The Truth About Everything (book cover)

… deliciously iconoclastic and often funny.

— Publishers Weekly

… irreverent until you have to say stop, funny enough to make you laugh out loud … Like Prometheus, Stewart robs the fire of philosophy from the professionals who held it hostage and shares it among common mortals.

— Angel Vivas, La Esfera

Throughout history, philosophers have sought the truth about everything — a comprehensive understanding of the world and our place within it. Within the modern university a professional discipline has attempted to bring structure to philosophy, and has organized the history of philosophy into a series of schools, movements, and great individuals who have espoused an evolving set of theories about knowledge, reality, mind, and so on. But in this well-intended pursuit of truth, have we lost sight of what philosophy is?

The Truth about Everything is an approach to the history of philosophy from well outside the modern institutional framework of knowledge. With an unusually frank and irreverent style, using parables, imaginary dialogues, and illustrations, Matthew Stewart picks apart the myths which make up widely accepted versions of the history of philosophy, and offers in their place a realistic assessment of individual philosophers and schools and their contributions to the advance of human knowledge and happiness.
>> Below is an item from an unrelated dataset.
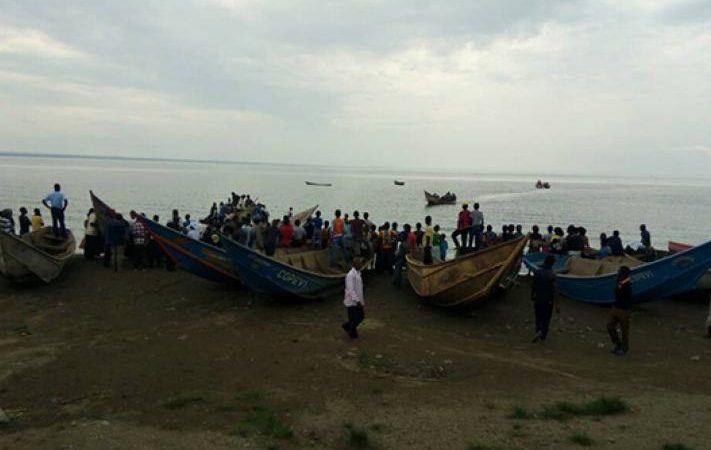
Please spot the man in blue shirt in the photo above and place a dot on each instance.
(57, 203)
This dramatic recasting of the history supports two theses: first, rational consciousness is not, as the usual story has it, the outcome of an historical process and the sole property of the Western tradition; second, philosophy is not a specialized, professional discipline with privileged access to reason, knowledge, and/or virtue. Stewart suggests instead that philosophy is a general disposition, an attitude of respect and love for knowledge, which can be made a part of anyone’s life, at any time.

The Truth about Everything is a useful guide for beginners in philosophy as well as an innovative alternative for those already familiar with more traditional versions of the history.